I'm about to move my skiff out of the garage and back to the barn where I used to keep the Beaver. The barn has a dirt floor and the Beaver was always pretty easy to roll and navigate in there. This boat, even though it is much lighter, has more tongue weight jack so the single wheel wants to dig in to the dirt sideways instead of turning. I dig the nice Fulton with dual wheels , but it is pricey.

So does anyone else push a trailer around on dirt ? Will the dual wheels really help me? Or should I look into one of the trailer dollys?


----------



## jmrodandgun (Sep 20, 2013)

Not dirt by my boat shed is around a 90 degree turn so I have to use a dolly. I made one with bigger wheel barrow tires but you can buy them on amazon for pretty cheap. 

Mine looks like this. https://www.amazon.com/Tow-Tuff-Adjustable-Trailer-Caster/dp/B00IAM1UEU


----------



## lemaymiami (Feb 9, 2007)

I'd opt for the dolly as well (provided your rig moves okay on a paved surface with the trailer jack you currently have...). Those dual wheel jacks are for a much, much heavier rig (as well as being a lot more money...). Hope this helps...


----------



## DuckNut (Apr 3, 2009)

My duck boat sits in the dirt year round and I bought the dual wheel jobber from HF and it is very good. I would not say it is up to Fulton quality but it is a good jack for $30.

Another question is why not adjust the boat on the trailer to get the weight properly distributed?


----------



## albuilt51 (Sep 30, 2016)

_"My duck boat sits in the dirt year round and I bought the *dual wheel jobber from HF* and it is very good. I would not say it is up to Fulton quality but it is a good jack for $30.

Another question is why not adjust the boat on the trailer to *get the weight properly distributed*?"

_
This_ ^^^^^^_


----------



## Sublime (Oct 9, 2015)

DuckNut said:


> My duck boat sits in the dirt year round and I bought the dual wheel jobber from HF and it is very good. I would not say it is up to Fulton quality but it is a good jack for $30.
> 
> Another question is why not adjust the boat on the trailer to get the weight properly distributed?

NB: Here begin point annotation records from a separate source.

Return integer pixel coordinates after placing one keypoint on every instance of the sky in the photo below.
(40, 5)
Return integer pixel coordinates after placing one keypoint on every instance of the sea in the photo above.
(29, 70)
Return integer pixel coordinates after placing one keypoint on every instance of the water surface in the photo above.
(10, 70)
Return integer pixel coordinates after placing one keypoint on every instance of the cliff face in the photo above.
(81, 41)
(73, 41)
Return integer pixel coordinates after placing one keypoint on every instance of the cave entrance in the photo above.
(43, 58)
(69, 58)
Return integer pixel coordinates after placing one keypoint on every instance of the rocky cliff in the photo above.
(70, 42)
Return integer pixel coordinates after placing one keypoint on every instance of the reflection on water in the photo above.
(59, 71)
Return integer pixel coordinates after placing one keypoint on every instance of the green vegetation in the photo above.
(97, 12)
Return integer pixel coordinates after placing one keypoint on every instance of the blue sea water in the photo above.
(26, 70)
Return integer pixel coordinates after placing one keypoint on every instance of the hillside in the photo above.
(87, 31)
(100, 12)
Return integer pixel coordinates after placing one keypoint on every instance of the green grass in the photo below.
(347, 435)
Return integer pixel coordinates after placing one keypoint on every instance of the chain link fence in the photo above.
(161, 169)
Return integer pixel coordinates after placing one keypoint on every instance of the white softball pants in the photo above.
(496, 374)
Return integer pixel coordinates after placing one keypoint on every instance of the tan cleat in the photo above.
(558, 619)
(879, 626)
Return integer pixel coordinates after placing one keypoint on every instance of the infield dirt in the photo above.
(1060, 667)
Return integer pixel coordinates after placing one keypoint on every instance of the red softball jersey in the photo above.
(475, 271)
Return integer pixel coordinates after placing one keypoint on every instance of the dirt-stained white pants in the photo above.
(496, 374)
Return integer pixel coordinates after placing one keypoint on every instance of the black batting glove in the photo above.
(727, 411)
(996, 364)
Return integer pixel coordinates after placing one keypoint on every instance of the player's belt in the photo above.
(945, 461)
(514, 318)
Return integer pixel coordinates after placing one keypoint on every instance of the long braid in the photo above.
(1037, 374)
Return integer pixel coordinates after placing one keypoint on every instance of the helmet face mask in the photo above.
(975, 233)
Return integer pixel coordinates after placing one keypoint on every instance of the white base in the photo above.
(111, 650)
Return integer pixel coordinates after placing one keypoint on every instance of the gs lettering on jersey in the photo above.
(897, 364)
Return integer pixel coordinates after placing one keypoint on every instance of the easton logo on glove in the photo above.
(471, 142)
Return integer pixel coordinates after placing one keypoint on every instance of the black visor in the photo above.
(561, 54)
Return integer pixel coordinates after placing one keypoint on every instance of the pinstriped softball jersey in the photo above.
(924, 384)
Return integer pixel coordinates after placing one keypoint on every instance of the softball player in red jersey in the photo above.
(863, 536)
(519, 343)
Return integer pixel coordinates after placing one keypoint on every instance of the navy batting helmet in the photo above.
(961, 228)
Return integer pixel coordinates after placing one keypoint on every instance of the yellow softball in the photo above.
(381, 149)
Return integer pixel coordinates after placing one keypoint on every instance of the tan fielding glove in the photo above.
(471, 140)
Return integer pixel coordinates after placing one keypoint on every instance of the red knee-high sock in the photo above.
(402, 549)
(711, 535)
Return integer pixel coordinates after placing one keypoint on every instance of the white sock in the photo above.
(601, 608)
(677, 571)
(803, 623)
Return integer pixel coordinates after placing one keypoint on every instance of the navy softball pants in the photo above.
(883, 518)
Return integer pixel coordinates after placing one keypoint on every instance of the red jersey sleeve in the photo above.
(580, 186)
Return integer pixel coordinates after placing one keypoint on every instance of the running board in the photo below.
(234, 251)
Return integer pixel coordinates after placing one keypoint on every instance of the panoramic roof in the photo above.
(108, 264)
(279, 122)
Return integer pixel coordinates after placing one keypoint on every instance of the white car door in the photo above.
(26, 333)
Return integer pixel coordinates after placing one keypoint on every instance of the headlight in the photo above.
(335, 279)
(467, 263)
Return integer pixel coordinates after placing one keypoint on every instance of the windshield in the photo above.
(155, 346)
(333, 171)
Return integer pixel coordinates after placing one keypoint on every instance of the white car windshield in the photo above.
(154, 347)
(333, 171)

I think the boat is positioned perfectly on the trailer. It is just that the axle on my BT Blue Rock Trailer was much further forward than my Float On axle is. The tongue weight on the Blue Rock was lighter and it still towed fine, ie 75 and 80 mph. The Float On pulls great as well and dry launches, it just has more tongue weight and the wheel digs in more than it did on the Blue Rock Trailer.


----------



## albuilt51 (Sep 30, 2016)

If the trailer was made, or originally set up for your specific boat, then you may not want to mess with it. I have had to make adjustments to many a trailer to get the weight balance that worked best, (tongue weight has always been a major consideration when pulling with my light-duty van equipped with a class II hitch). Some trailers are actually made so that you could move the axle to one of 3 or 4 locations, whichever fit your needs best. Your Float On probably does not have that option.

HF boat dolly for $60 (or less with coupon): http://www.harborfreight.com/600-lb-heavy-duty-trailer-dolly-60533.html
Hardly worth fabricating one at that price.


----------



## Sublime (Oct 9, 2015)

Tongue weight no issue for my Ram 2550 cummins


----------